Befürworter der Beihilfe zum Suizid und Tötung auf Verlangen (EAS = Euthanasia and Assisted Suicide) vertreten die These, dass eine Legalisierung der „Sterbehilfe“ dazu führe, „harte“ Suizide zu verhindern. Gespräche und Beratung könnten Lebensjahre retten, indem verfrühte nicht-assistierte Suizide vermieden werden, so das Narrativ. Begründet wird dies damit, dass Betroffenen durch persönliche Gespräche die Gewissheit bekämen, im Notfall einen "Ausweg" (Beihilfe zur Selbsttötung) zu haben, was "suizidpräventiv" wirke. Die beiden Schweizer Sterbehilfe-Unternehmen Exit und Dignitas etwa werben damit, dass ihr Angebot „suizidpräventiv“ wirkt. Auch in der österreichischen Debatte zur Legalisierung der Beihilfe zum Suizid wurde diese These wiederholt (vgl. Wiener Zeitung, online 12.12.2020).
Eine aktuell im Journal of Ethics in Mental Health (2022: 11, 1-35, Publication Date: February 7, 2022) publizierte Studie weist in eine andere Richtung: Die These, wonach Menschen statt „harten“ Suiziden nun „weiche“, begleitete Suizide wählen, hält den Fakten nicht stand. So stieg in jenen Ländern, die EAS legalisierten, die Gesamt-Suizidrate im Vergleich zu den Nachbarländern mit restriktiveren Gesetzen an. Insbesondere Frauen sind aufgrund der Selbsttötungsangebote gefährdeter, sich frühzeitig das Leben zu nehmen, sagt Studienautor David A. Jones, Bioethiker an der St Mary's University (UK).
Jones zog für seine Analyse OECD-Suizid-Daten von 1990-2017 sowie Länderstatistiken aus vier EAS-Ländern heran: Schweiz (nur AS), Luxemburg (2009), Niederlande (2001) und Belgien (2009). Er verglich sie mit den Entwicklungen des Suizids in den jeweiligen Nachbarstaaten Österreich und Frankreich und Deutschland, in denen restriktivere Gesetze bzw. Verbote gelten.
„Die Daten aus der Schweiz, Luxemburg den Niederlanden und Belgien zeigen signifikant ein dramatischeres Muster für Frauen", schreibt Jones. Alleine in der Schweiz hat sich die Suizidrate bei Frauen (mit Hauptwohnsitz Schweiz) zwischen 1998 und 2017 verdoppelt (von 9.4 auf 18.6). Der Anstieg ist auf die assistieren Suizide zurückführen, da die Zahl der „harten“ Suizide bei Frauen sich dabei kaum verändert hat. Sie entsprach in etwa dem Niveau des benachbarten Österreich.
Insgesamt lag die Suizidrate inkl. assistierter Suizide 2017 in der Schweiz bei 22.2/100.000 EW, zwischen 2010 und 2018 hat sich die Zahl der assistieren Suizide bei Schweizern verdreifacht (vgl. Bioethik aktuell, 17.12.2020).
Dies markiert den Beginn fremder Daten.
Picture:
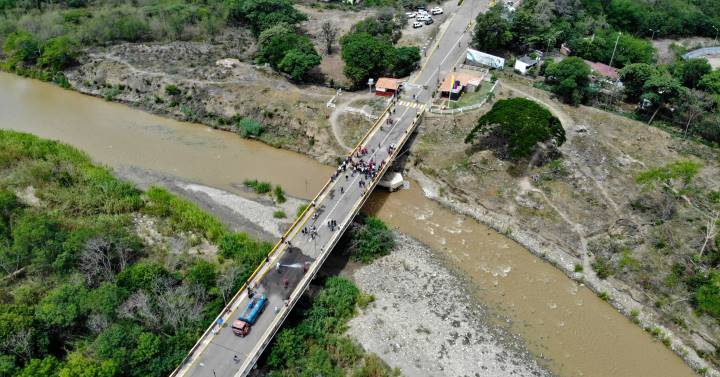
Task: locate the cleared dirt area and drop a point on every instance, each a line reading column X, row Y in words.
column 583, row 204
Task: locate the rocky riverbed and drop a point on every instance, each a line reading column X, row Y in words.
column 422, row 320
column 425, row 323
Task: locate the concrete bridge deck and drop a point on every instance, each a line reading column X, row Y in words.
column 219, row 353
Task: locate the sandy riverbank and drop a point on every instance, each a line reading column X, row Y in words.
column 451, row 334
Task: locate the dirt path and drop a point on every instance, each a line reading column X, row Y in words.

In Luxemburg kam es mit der Legalisierung von EAS 2009 zu einem signifikanten Anstieg der Suizide/Wunsch auf Tötung bei Frauen, während die Suizidzahlen im selben Zeitraum im benachbarten Frankreich signifikant sanken und in Deutschland kaum anstiegen. Überhaupt ging die Suizidrate bei Frauen in praktisch allen OECD-Staaten dank Präventionsmaßnahmen zurück. Einzig Belgien hatte im Jahr 2016 die höchste Rate an nicht-assistierten Suiziden bei Frauen aller EU-Länder, einschließlich der ehemaligen kommunistischen Länder.
Bereits 2017 hatten Experten einen geschlechtsspezifischen Ansatz in der Sterbehilfe-Debatte eingefordert (vgl. Bioethik aktuell, 13.11.2017). Frauen überleben häufiger ihre Partner, leben länger alleine und leiden unter Einsamkeit oder der Sorge, anderen zur Last zur fallen. Außerdem sind Frauen häufiger von Altersarmut und Depression betroffen.
Bioethiker Jones räumt ein, dass in Einzelfällen Menschen die Möglichkeit von EAS als psychologische Erleichterung empfinden können. Dies könne aber nicht darüber hinwegtäuschen, dass die verfügbaren und gesetzlich gebilligten Optionen der Unterstützung zum Suizid und Töten auf Wunsch (EAS) neue Anreize für Suizide setzen – mit gesamtgesellschaftlichen Folgen. Zu meinen, man könne Suizidbeihilfe anbieten und dadurch gleichzeitig wirksame Suizidprävention betreiben, entpuppt sich angesichts der Faktenlage als Illusion.